Princess Mikasa, oldest member of the Japanese imperial family and great-aunt of the current emperor, died on Friday November 15 in Tokyo at the age of 101, the Japanese imperial agency announced. She was hospitalized in March following a stroke and pneumonia and had been kept under observation ever since, after being treated in an intensive care unit.
Coming from an aristocratic family, Princess Mikasa, born Yuriko Takagi on June 4, 1923, married at the age of 18 Prince Mikasa, youngest brother of Emperor Hirohito – the grandfather of the current Emperor Naruhito. Together they had two daughters and three sons, as well as nine grandchildren. The princess gave birth to her first child, a daughter, in 1944, while Japan was still at war.

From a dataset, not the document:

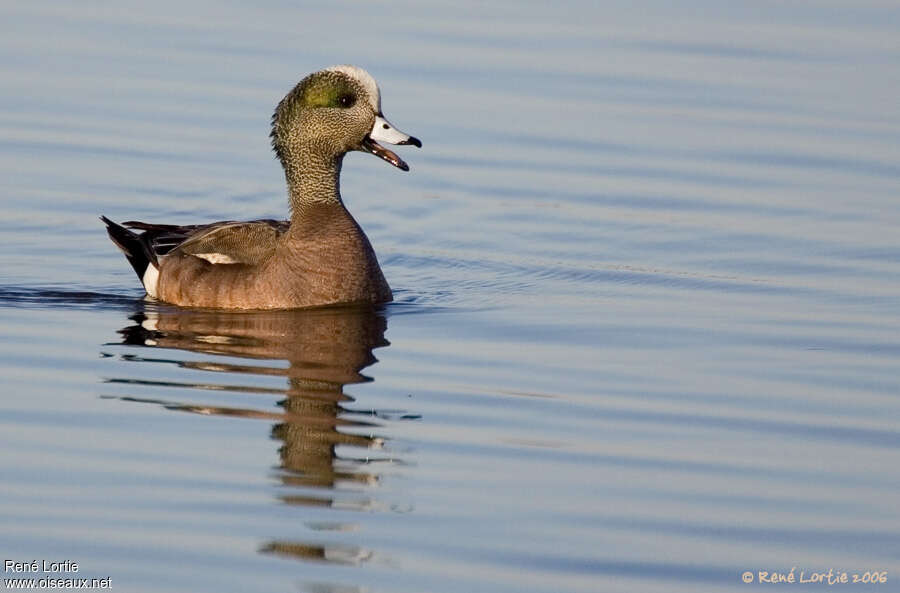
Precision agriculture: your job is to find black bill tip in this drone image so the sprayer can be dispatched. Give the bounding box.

The imperial couple’s house was burned down during an air raid, forcing her to live in a shelter with her baby, according to the daily Asahi.
Emperor Hirohito, commander-in-chief of the Japanese army during its brutal march across Asia in the 1930s and 1940s, delivered a surrender speech on August 15, 1945, days after the U.S. atomic bombings of Hiroshima and Nagasaki. Prince Mikasa, who died in 2016 at the age of 100, supported the decision to end the war. But a young officer, who was opposed to it, visited him to try to change his mind. Princess Mikasa remembered that the atmosphere during this lively discussion was “very scary”.
The imperial dynasty is threatened
Her life in the decades that followed was marked by her family’s financial difficulties, with the princess taking care of domestic chores herself. “When I was raising my children, Japanese society was going through a difficult time, and I remember with deep gratitude how many people, including my husband, always supported me”declared the princess in a press release published on the occasion of her 100th birthday, in June 2023.
Princess Misaka’s three sons predeceased her, one at the age of 47, while playing squash at the Canadian Embassy. With succession to the throne open only to men, the imperial dynasty is threatened, with only one young heir currently: Emperor Naruhito’s nephew, Prince Hisahito, aged 18. Daughter of the current Emperor, Princess Aiko, 22, is excluded from the throne under the law on the imperial household, in force since 1947.